Recommended Treatment for Gonococcal Infections: Adapted from the 2015 Guidelines of the Centers for Disease Control and Prevention | |
DIAGNOSIS | TREATMENT OF CHOICEa |
---|---|
Uncomplicated gonococcal infection of the cervix, urethra, pharynxb , or rectum | |
First-line regimen | Ceftriaxone (250 mg IM, single dose) plus Azithromycin (1 g PO, single dose) |
Alternative regimensc | Cefixime (400 mg PO, single dose) or ceftizoxime (500 mg IM, single dose) or cefotaxime (500 mg IM, single dose) or spectinomycin (2 g IM, single dose)d,e or cefotetan (1 g IM, single dose) plus probenecid (1 g PO, single dose)d or cefoxitin (2 g IM, single dose) plus probenecid (1 g PO, single dose)d plus Azithromycin (1 g PO, single dose) |
Epididymitis | Ceftriaxone (250 mg IM once) followed by doxycycline (100 mg PO bid for 10 days) |
Pelvic inflammatory disease | See text on specific syndrome |
Gonococcal conjunctivitis in an adult | Ceftriaxone (1 g IM, single dose)f |
Ophthalmia neonatorumg | Ceftriaxone (25-50 mg/kg IV, single dose, not to exceed 125 mg) |
Disseminated gonococcal infectionh | |
Initial therapyi | |
Pt tolerant of β-lactam drugs | Ceftriaxone (1 g IM or IV q24h; recommended) or cefotaxime (1 g IV q8h) or ceftizoxime (1 g IV q8h) |
Pts allergic to β-lactam drugs | Spectinomycin (2 g IM q12h)d |
Continuation therapyi | Cefixime (400 mg PO bid) |
Meningitis or endocarditis | See text for specific recommendationsj |
a True failure of treatment with a recommended regimen is rare and should prompt an evaluation for reinfection, infection with a drug-resistant strain, or an alternative diagnosis.
b Ceftriaxone and azithromycin are the only agents recommended for treatment of pharyngeal infection.
c See text for follow-up of persons with infection who are treated with alternative regimens.
d Spectinomycin, cefotetan, and cefoxitin, which are alternative agents, currently are unavailable or in short supply in the United States.
e Spectinomycin may be ineffective for the treatment of pharyngeal gonorrhea.
f Plus lavage of the infected eye with saline solution (once).
g Prophylactic regimens are discussed in the text.

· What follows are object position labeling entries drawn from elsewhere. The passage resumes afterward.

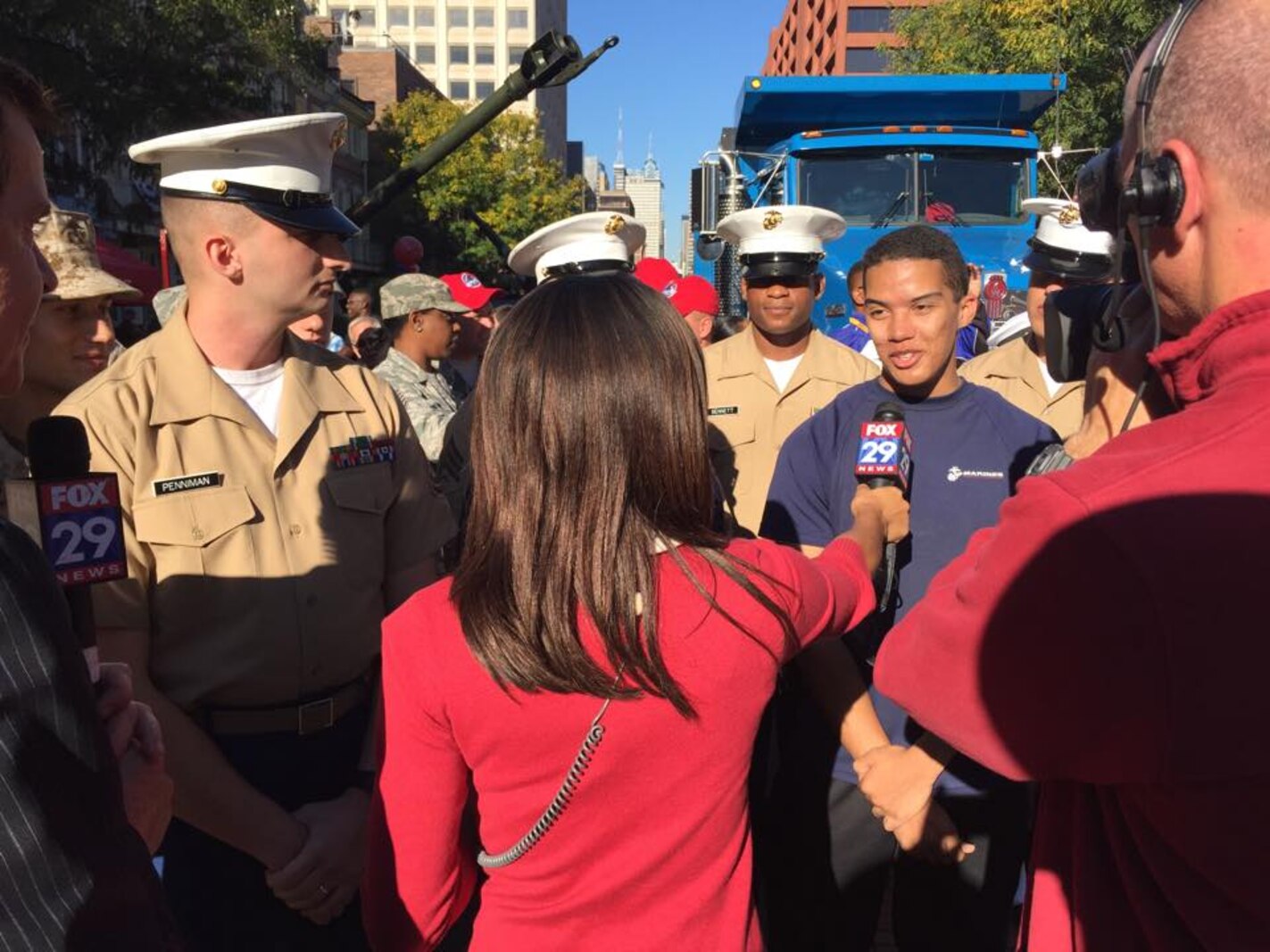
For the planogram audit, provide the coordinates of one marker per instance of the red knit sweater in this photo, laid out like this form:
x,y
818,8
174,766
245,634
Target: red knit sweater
x,y
1108,640
654,849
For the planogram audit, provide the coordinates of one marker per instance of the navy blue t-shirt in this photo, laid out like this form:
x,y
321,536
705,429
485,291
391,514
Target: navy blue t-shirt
x,y
969,450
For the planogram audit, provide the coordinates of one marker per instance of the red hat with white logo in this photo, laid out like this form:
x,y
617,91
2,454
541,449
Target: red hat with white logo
x,y
655,272
693,294
468,290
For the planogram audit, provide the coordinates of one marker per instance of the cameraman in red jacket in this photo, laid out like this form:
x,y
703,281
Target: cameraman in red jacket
x,y
1108,637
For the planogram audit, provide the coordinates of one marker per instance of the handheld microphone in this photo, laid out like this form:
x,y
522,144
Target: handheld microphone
x,y
885,459
885,456
74,516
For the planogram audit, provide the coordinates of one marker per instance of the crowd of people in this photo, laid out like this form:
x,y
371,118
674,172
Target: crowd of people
x,y
565,619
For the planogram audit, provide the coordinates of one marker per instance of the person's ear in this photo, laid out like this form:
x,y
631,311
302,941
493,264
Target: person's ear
x,y
224,257
1191,188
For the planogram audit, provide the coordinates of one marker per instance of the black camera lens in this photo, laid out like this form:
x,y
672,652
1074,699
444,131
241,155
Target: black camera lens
x,y
1098,191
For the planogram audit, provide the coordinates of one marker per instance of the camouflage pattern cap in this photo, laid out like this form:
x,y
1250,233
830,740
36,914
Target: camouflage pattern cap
x,y
417,292
69,244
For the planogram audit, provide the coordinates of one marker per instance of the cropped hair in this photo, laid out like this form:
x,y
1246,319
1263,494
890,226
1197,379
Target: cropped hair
x,y
921,243
589,455
23,93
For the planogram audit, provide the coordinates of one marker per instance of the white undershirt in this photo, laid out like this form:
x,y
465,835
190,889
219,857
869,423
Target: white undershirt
x,y
783,371
1051,385
261,390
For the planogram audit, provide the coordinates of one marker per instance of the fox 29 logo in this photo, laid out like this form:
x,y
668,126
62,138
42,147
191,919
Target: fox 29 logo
x,y
80,528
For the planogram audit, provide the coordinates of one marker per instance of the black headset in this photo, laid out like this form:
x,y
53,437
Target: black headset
x,y
1156,191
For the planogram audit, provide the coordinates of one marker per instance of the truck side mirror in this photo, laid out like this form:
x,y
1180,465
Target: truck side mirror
x,y
710,248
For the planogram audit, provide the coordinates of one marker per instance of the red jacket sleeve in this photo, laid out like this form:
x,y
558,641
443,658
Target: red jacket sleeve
x,y
1034,652
419,876
828,594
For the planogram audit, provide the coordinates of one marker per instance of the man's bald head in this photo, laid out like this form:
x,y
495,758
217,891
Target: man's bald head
x,y
191,221
1210,93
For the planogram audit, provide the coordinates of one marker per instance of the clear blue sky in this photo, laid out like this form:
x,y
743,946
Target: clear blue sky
x,y
677,74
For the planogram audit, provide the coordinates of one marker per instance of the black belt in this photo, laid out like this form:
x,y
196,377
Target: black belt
x,y
301,718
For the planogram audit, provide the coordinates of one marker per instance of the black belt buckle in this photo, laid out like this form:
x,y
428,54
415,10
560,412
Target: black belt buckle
x,y
317,716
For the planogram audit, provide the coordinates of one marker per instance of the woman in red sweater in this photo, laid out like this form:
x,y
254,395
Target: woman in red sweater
x,y
597,630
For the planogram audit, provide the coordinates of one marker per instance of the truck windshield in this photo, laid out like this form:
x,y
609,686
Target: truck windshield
x,y
948,186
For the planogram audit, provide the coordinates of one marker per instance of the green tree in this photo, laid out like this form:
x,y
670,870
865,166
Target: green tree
x,y
1083,38
502,174
128,69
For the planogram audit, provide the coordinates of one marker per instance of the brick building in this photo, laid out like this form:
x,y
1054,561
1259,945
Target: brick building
x,y
832,37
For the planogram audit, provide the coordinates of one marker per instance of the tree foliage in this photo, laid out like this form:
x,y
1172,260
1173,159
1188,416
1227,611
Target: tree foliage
x,y
502,174
128,69
1083,38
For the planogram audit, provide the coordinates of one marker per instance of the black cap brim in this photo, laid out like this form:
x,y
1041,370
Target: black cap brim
x,y
780,266
1067,264
325,219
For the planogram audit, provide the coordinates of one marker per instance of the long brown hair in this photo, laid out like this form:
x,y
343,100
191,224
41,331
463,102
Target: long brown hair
x,y
588,448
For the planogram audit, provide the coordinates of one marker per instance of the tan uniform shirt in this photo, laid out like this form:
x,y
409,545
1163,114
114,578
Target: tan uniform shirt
x,y
1014,371
12,466
260,567
750,419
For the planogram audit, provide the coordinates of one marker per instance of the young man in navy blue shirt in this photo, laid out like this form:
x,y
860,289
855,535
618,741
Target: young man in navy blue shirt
x,y
957,857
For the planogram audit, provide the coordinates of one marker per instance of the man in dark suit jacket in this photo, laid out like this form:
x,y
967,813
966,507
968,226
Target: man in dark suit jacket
x,y
80,774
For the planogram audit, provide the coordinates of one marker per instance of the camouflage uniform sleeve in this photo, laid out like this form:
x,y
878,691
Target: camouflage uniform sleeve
x,y
428,405
418,522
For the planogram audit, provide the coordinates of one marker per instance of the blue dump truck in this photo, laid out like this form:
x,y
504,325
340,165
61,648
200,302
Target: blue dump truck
x,y
884,153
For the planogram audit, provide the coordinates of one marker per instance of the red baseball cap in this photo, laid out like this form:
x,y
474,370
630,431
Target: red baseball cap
x,y
693,294
468,290
655,272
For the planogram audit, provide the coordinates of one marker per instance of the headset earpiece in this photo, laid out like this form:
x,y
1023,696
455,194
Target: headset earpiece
x,y
1156,191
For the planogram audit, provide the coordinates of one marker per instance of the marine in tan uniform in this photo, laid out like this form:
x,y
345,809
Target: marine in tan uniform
x,y
779,371
1063,254
277,505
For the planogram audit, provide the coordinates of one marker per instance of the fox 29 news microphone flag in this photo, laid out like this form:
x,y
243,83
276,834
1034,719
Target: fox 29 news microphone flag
x,y
74,516
885,459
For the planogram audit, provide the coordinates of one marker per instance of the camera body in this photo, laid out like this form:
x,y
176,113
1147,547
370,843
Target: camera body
x,y
1078,320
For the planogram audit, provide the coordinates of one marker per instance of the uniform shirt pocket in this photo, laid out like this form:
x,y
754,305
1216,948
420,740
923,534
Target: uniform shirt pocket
x,y
363,489
356,522
194,534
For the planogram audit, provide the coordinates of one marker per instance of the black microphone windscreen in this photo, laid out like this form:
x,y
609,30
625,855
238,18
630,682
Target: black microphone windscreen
x,y
888,411
57,448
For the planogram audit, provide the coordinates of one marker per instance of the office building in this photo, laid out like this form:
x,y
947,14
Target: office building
x,y
464,47
834,37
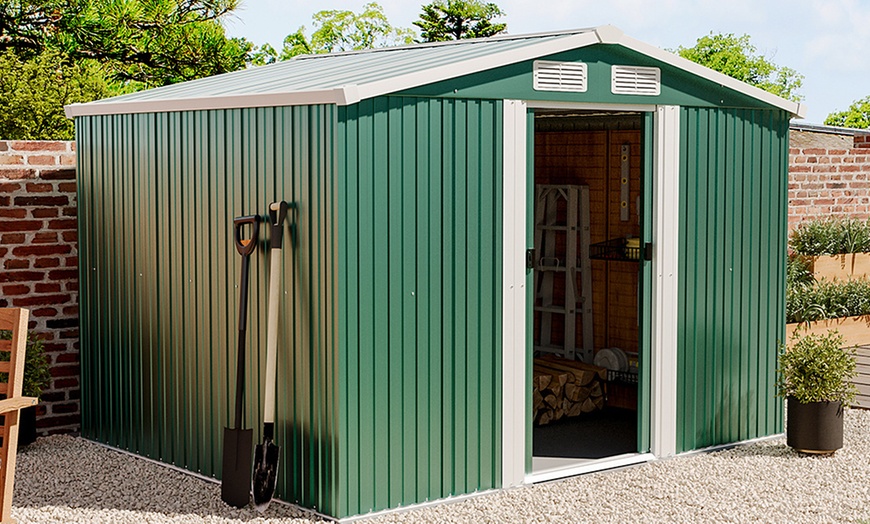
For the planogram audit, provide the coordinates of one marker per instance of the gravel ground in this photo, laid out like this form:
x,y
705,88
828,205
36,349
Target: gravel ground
x,y
64,479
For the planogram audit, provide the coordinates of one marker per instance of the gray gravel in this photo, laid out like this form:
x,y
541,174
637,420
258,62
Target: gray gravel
x,y
65,479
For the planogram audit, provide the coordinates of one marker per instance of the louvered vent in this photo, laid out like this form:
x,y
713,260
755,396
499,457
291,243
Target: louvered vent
x,y
630,80
560,76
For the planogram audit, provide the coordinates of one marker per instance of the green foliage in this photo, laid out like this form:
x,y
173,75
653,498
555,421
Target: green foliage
x,y
827,299
857,116
336,30
816,369
458,19
736,57
37,372
831,236
798,271
33,92
151,42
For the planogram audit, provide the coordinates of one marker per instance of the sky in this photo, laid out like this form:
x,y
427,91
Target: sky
x,y
827,41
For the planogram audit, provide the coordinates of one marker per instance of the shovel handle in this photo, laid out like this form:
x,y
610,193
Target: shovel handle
x,y
246,245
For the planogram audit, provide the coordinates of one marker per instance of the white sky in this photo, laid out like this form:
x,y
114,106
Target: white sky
x,y
828,41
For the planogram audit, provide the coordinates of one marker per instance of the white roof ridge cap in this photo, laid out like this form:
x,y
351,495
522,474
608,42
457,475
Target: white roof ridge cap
x,y
609,34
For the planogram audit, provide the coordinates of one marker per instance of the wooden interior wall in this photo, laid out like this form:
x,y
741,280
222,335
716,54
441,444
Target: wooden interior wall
x,y
593,158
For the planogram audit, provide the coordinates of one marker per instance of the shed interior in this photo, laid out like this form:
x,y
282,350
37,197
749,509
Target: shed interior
x,y
588,196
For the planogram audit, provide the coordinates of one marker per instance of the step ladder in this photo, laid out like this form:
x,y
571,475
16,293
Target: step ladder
x,y
569,259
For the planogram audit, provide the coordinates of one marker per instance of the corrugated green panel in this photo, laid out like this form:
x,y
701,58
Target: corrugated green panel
x,y
420,194
159,277
732,287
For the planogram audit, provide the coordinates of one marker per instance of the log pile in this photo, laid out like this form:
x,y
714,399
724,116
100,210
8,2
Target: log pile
x,y
565,388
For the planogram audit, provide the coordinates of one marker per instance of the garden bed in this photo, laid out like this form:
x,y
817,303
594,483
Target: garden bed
x,y
855,330
845,266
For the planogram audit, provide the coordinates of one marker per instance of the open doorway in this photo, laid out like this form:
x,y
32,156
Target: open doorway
x,y
588,221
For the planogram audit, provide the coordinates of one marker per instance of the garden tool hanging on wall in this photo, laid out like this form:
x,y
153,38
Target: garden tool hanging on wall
x,y
266,455
235,486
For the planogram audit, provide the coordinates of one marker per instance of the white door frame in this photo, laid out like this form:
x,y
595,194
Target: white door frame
x,y
665,211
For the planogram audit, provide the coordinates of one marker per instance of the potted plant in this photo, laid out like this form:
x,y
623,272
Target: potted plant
x,y
814,376
37,376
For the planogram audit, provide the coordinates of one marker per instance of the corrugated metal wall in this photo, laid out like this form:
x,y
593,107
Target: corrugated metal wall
x,y
420,296
732,266
159,277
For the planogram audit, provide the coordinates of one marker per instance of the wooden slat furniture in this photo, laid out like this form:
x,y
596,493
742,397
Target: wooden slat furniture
x,y
15,320
862,379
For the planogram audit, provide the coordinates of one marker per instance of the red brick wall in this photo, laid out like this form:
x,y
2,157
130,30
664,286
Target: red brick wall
x,y
828,176
39,264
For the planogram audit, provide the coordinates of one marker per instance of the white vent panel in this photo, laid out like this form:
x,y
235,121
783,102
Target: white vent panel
x,y
631,80
560,76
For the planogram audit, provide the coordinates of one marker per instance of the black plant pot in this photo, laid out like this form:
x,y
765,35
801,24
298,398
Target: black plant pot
x,y
26,426
816,427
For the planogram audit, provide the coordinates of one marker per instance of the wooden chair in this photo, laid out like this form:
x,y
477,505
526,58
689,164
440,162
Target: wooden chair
x,y
15,320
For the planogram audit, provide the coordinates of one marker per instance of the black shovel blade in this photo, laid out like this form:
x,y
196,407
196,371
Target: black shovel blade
x,y
236,483
265,473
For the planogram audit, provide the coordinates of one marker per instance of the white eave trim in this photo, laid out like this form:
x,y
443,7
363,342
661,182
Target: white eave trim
x,y
344,95
795,108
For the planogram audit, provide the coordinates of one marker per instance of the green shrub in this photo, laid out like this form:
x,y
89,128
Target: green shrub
x,y
817,369
831,236
798,270
826,299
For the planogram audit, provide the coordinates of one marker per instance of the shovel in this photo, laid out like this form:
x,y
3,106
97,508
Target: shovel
x,y
266,454
235,487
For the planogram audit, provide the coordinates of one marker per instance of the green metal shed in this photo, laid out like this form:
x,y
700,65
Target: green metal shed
x,y
411,316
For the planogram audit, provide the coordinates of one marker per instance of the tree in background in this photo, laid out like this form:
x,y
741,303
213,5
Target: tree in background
x,y
151,42
458,19
735,56
33,93
337,30
857,116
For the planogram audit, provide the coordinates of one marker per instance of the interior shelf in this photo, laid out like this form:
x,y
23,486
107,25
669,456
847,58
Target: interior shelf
x,y
615,249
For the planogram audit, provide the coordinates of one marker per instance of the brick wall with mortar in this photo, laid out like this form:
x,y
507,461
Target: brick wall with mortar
x,y
39,264
829,174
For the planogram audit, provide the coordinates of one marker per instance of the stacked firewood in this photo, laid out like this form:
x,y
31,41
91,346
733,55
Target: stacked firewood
x,y
565,388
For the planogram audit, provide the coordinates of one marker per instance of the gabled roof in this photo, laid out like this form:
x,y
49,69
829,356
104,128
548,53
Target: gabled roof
x,y
346,78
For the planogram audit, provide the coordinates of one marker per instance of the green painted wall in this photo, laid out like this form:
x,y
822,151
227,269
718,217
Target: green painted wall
x,y
419,200
159,276
515,81
733,183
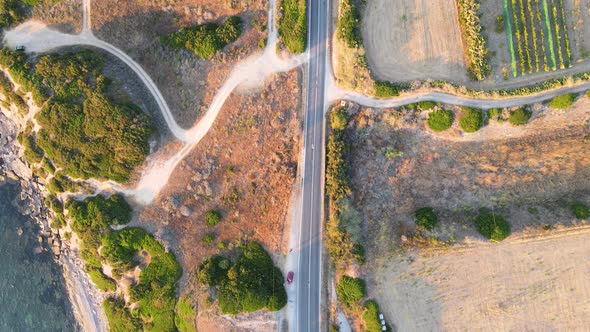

h Hospitalization is indicated if the diagnosis is uncertain, if the pt has frank arthritis with an effusion, or if the pt cannot be relied on to adhere to treatment.
i All initial regimens should also include azithromycin (1 g PO, single dose) and should be continued for 24-48 h after clinical improvement begins, at which time the switch may be made to an oral agent (e.g., cefixime) if antimicrobial susceptibility can be documented by culture of the causative organism. If no organism is isolated and the diagnosis is secure, then treatment with ceftriaxone should be continued for at least 1 week.
j Hospitalization is indicated to exclude suspected meningitis or endocarditis.